2. Lightly season the ribs on all sides with salt and pepper and brush them lightly all over with the barbecue sauce to glaze them.
3. Put the ribs about three to a pouch in a single layer into suitably sized cooking pouches, add the butter in chunks, and vacuum seal.
4. Submerge the pouches in the water oven to cook for 48 hours.
5. Before serving, heat a grill or grill pan to high heat and sear the meat on all sides to caramelize the surfaces.
6. Brush the top and bottom of the slider buns with barbecue sauce.

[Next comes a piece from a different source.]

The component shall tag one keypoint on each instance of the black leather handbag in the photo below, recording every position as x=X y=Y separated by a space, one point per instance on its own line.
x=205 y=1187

7. Pull the meat right off the bone and onto slider buns bottoms, top with slaw and bun top, secure with a toothpick.
1 tablespoon (15 ml) cider vinegar
3 tablespoons (45 ml) prepared mayonnaise
2 teaspoons (10 ml) sugar
1 lemon, juice only
salt and pepper to taste
2 cups shredded cabbage or cabbage slaw mix
black sesame seeds for garnish
1. In a bowl, whisk together the vinegar mayonnaise, sugar, lemon juice, salt and pepper until smooth.
2. Add the cabbage or slaw mix and toss to coat evenly.
3. Use to top sliders or serve as a side dish.